One simple thing that could be done here is to fix the current bad code, e.g. replace
private void readObject (java.io.ObjectInputStream s) throws java.io.IOException
{
String str = s.readUTF ();
String[] args = null;
java.util.Properties props = null;
org.omg.CORBA.Object obj = org.omg.CORBA.ORB.init (args, props).string_to_object (str);
org.omg.CORBA.portable.Delegate delegate = ((org.omg.CORBA.portable.ObjectImpl) obj)._get_delegate ();
_set_delegate (delegate);
}
with
private void readObject( java.io.ObjectInputStream s ) throws java.io.IOException {
String str = s.readUTF() ;
String[] args = null ;
java.util.Properties = null ;
org.omg.CORBA.ORB orb = org.omg.CORBA.ORB.init( args, props ) ;
try {
org.omg.CORBA.Object obj = orb.string_to_object( str ) ;
org.omg.CORBA.portable.Delegate delegate = ((org.omg.CORBA.portable.ObjectImpl)obj)._get_delegate() ;
_set_delegate( delegate ) ;
} finally {
orb.destroy() ;
}
}
and similarly for writeObject.
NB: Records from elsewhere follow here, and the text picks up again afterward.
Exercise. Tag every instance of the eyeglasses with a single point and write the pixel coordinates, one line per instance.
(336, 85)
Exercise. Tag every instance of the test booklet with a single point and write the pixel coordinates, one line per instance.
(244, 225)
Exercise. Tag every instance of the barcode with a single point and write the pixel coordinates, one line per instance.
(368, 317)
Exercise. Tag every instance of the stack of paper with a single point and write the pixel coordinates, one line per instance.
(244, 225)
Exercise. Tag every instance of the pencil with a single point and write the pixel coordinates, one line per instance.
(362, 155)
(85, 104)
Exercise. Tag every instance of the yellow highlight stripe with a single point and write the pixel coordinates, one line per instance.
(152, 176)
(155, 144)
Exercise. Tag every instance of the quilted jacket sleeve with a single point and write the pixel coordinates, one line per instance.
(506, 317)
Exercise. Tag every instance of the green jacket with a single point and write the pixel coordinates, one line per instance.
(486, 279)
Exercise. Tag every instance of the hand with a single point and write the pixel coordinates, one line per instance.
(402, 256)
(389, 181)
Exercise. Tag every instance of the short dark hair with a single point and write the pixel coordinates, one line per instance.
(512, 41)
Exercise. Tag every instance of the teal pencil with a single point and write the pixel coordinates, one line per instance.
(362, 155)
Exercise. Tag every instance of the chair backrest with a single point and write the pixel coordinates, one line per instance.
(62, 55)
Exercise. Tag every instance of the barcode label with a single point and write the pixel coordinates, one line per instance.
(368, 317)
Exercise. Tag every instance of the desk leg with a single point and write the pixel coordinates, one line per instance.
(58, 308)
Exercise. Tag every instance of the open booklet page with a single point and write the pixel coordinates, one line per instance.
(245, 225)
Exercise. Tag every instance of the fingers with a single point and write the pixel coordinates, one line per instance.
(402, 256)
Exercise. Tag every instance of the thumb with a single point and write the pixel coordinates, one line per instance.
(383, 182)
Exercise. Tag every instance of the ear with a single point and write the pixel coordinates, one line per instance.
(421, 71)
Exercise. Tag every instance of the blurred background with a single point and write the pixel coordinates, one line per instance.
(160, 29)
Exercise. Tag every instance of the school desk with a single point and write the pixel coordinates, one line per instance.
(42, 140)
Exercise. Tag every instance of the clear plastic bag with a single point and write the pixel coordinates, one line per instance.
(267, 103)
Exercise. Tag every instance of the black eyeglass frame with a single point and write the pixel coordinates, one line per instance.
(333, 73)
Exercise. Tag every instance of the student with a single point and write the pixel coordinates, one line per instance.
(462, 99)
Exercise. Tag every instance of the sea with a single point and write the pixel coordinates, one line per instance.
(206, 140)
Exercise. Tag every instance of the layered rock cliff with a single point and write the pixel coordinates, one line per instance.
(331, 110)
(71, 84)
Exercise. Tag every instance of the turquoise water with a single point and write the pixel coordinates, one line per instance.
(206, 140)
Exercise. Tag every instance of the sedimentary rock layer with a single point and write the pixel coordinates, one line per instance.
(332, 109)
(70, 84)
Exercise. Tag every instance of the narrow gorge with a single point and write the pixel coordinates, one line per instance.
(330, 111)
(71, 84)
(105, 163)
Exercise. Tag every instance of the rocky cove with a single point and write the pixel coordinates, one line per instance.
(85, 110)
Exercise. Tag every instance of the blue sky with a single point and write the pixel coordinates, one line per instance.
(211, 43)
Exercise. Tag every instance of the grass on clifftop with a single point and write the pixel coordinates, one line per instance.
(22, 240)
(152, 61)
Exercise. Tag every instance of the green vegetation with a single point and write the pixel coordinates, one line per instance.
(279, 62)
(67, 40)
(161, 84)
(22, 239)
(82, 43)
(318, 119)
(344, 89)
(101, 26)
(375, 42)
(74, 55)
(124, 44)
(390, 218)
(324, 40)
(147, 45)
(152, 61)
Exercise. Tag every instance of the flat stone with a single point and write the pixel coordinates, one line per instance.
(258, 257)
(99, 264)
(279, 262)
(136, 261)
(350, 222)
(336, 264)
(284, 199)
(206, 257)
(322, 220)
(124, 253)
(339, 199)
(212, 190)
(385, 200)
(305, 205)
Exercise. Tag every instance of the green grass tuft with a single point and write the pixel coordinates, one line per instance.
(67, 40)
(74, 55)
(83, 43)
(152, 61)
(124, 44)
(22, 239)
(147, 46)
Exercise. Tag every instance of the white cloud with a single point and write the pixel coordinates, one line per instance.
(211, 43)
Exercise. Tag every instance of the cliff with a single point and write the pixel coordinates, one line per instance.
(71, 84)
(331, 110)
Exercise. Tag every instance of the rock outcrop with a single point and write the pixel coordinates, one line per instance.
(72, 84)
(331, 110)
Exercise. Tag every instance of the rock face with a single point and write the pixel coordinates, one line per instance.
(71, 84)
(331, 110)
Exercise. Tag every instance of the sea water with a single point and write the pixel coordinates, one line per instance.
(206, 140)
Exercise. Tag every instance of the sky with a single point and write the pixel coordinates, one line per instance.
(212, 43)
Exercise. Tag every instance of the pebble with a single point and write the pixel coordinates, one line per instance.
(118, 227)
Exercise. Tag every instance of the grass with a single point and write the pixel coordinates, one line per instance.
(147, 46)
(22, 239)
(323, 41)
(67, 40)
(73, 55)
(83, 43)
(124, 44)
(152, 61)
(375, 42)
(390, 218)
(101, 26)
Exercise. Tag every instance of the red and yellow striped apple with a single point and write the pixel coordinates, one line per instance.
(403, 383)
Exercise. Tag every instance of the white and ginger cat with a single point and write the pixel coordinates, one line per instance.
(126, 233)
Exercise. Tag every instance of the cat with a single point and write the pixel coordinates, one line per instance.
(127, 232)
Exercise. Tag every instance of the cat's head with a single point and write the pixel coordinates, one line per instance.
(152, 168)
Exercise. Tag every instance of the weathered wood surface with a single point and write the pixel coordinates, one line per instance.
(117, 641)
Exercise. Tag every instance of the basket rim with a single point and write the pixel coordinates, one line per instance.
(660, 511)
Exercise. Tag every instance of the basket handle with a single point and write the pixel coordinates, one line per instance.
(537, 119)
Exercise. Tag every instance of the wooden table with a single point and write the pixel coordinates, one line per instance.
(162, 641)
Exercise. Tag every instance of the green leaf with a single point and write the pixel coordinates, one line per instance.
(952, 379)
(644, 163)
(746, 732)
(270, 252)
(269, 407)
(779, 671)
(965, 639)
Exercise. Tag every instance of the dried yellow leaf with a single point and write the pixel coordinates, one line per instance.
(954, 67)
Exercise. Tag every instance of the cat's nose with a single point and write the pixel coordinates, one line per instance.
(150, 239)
This simply fixes the worst of the problems with the current code, but the customer may still have performance issues if they do this sort of operation frequently. Caching is possible, with a static data member in the stub that has a weak reference to an ORB, so that the ORB can be GCed when needed (weak references did not exist in Java when this part of idlj was written). Sustaining should be able to handle this sort of change, if the customer has a support contract so that they can open an escalation.